Let’s delve deeper into how the BIG tax works. When a C-Corporation converts into a S-Corporation, it triggers the recognition of built-in gains on the assets held by the company. If these assets are subsequently sold within a certain timeframe (usually within five years), the S-Corporation becomes liable for the BIG tax. This tax is calculated by applying the corporate tax rate to the built-in gains. Essentially, it means that the company will have to pay taxes on the appreciation that occurred while it was still a C-Corporation.

Implications and Planning Considerations

The BIG tax can have significant implications for S-Corporations and should be considered when planning asset sales. It’s important for businesses to carefully evaluate the potential tax consequences before deciding to sell appreciated assets. In some cases, it might be beneficial to defer the sale until after the BIG tax recognition period has passed. This allows the C-Corporation to avoid the additional tax burden associated with the built-in gains. Consulting with tax professionals and experts in business valuation can provide valuable guidance on navigating the complexities of the BIG tax and developing a strategic plan that maximizes tax efficiency.

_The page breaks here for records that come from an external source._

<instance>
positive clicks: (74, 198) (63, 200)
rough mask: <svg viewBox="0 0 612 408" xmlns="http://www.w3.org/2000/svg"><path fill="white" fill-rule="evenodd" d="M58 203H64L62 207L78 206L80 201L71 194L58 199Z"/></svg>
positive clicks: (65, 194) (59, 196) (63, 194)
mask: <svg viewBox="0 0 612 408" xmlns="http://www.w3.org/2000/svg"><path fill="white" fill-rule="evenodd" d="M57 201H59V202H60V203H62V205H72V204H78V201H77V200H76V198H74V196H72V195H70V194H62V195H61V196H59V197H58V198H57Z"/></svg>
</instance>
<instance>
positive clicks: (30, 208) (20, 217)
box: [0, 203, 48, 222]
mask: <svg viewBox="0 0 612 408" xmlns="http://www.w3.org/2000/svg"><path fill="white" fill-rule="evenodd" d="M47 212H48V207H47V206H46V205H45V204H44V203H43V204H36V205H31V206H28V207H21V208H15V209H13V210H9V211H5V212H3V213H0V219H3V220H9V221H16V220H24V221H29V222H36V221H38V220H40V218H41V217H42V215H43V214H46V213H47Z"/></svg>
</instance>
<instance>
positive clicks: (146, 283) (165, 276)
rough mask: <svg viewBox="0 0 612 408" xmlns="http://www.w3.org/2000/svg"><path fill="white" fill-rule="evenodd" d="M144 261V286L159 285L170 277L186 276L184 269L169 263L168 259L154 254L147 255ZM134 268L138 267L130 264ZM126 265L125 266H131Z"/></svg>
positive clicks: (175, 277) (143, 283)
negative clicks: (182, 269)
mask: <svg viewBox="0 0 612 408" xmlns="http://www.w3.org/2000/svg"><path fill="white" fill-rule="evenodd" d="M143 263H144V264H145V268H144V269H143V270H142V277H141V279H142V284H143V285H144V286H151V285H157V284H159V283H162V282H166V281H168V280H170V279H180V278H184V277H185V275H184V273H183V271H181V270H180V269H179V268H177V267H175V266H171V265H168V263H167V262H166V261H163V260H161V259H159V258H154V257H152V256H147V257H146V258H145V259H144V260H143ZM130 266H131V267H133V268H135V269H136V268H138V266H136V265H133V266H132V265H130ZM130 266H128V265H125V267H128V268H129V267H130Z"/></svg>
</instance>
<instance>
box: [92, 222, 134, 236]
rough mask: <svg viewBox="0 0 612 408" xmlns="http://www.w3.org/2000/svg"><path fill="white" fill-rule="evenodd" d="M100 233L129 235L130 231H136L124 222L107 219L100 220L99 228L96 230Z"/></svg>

In conclusion, the BIG tax is a tax on the built-in gains of assets sold by S-Corporations that were previously C-Corporations. It applies to S-Corporations that have previously converted from C-Corporation status and is designed to prevent tax avoidance. The tax is calculated by applying the corporate tax rate to the appreciation in value that occurred while the company was still a C-Corporation. Understanding the implications of the BIG tax and considering it in asset sale planning is crucial for businesses aiming to optimize their tax strategies. This is often an overlooked tax item and is subject to many IRS audits.